VILAGARCÍA DE AROUSA

MONICA IRAGO

Fincas y edificios abandonados provocan que los vecinos de las cercanías pidan que se actúe sobre ellos

27 ene 2017 . Actualizado a las 05:00 h.

A la finca abandonada en la avenida Rosalía de Castro, junto a Xurxo Peluqueros, en Carril, hay que sumarle otras a lo largo y ancho de Vilagarcía. Llama especialmente la atención el caso de la finca de Os Duráns, por el tiempo que lleva creciendo en ella la maleza y por la insistencia de los vecinos en que se haga una limpieza en su interior. Al igual que Avelino Barreiro, residente en el portal número 5 de la calle Xalda, quien alude al número de ratas que se reproducen en la parcela carrilexa, los habitantes de este barrio del centro de Vilagarcía hacen hincapié en la falta de salubridad ocasionada por la variedad de fauna urbana que ahí se puede esconder.

Esta finca se extiende tras unas columnas de ladrillo y cemento que están más derruidas que enteras, y llama la atención ya desde lejos. En su interior crece una maleza que parece servir de vertedero por el variado tipo de desechos que pueden verse sobre ella. Justo enfrente, una finca poco más cuidada luce un cartel de «próxima construcción de viviendas» en la valla que impide el acceso a su interior. Un anuncio que puede producir unas esperanzas que no se visualizan ni en su vecina, ni en la finca de Carril. «Es improbable que en esta se haga algo, pero sería una solución perfecta», señala Xurxo al hablar de lo que crece pegado a su peluquería. En cualquier casos, los vecinos también alertan del peligro que pueden ocasionar en caso de que se produjese en ellas un incendio.

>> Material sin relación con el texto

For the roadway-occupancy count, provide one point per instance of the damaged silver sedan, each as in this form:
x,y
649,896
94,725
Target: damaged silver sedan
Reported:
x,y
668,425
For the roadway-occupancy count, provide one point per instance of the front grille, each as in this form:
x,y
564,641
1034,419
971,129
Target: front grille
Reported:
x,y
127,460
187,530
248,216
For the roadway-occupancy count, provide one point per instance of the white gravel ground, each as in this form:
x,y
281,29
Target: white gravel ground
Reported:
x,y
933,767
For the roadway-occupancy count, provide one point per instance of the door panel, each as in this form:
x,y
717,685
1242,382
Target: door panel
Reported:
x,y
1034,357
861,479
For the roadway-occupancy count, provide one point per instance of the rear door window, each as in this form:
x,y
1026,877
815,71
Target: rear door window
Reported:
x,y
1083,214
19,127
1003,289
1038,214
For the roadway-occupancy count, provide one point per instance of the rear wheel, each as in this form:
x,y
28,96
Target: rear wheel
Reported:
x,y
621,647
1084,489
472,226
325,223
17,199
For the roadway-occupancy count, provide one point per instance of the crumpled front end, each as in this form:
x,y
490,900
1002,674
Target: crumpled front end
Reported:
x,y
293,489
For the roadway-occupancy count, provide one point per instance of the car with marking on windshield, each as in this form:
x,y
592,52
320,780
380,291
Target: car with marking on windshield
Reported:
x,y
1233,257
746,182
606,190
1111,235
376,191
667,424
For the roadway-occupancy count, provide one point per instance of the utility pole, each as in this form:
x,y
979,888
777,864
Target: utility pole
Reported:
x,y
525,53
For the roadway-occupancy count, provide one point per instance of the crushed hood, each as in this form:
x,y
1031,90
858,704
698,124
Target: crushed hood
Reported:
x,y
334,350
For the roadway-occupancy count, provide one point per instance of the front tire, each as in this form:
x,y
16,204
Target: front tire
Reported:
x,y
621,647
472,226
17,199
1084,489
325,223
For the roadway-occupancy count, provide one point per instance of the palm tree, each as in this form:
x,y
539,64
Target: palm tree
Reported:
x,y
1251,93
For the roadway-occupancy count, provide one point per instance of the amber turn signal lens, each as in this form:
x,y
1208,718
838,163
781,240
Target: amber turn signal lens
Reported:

A las fincas abandonadas hay que sumarles las edificaciones. Viejas glorias como la fábrica de Lantero se consumen dejando unos esqueletos monstruosos. En el centro, llama la atención la plaza de O Castro, donde varios de los edificios que guardan parte de la memoria histórica de la ciudad se encuentran es un importante estado de degradación. Este ruinoso estado provocó que el Concello se viese obligado a intervenir en la denominada Casa do Castro, un inmueble que en su día funcionó como escuela y que, hace años, se barajó como escenario de usos culturales y prolongación de la plaza de A Peixería. Su condición de propiedad privada motivó que no aflorase esta idea, ni ninguna otra. Eso sí, tras las obras de consolidación, al menos no supone ya un peligro y su callejón lateral vuelve a estar abierto.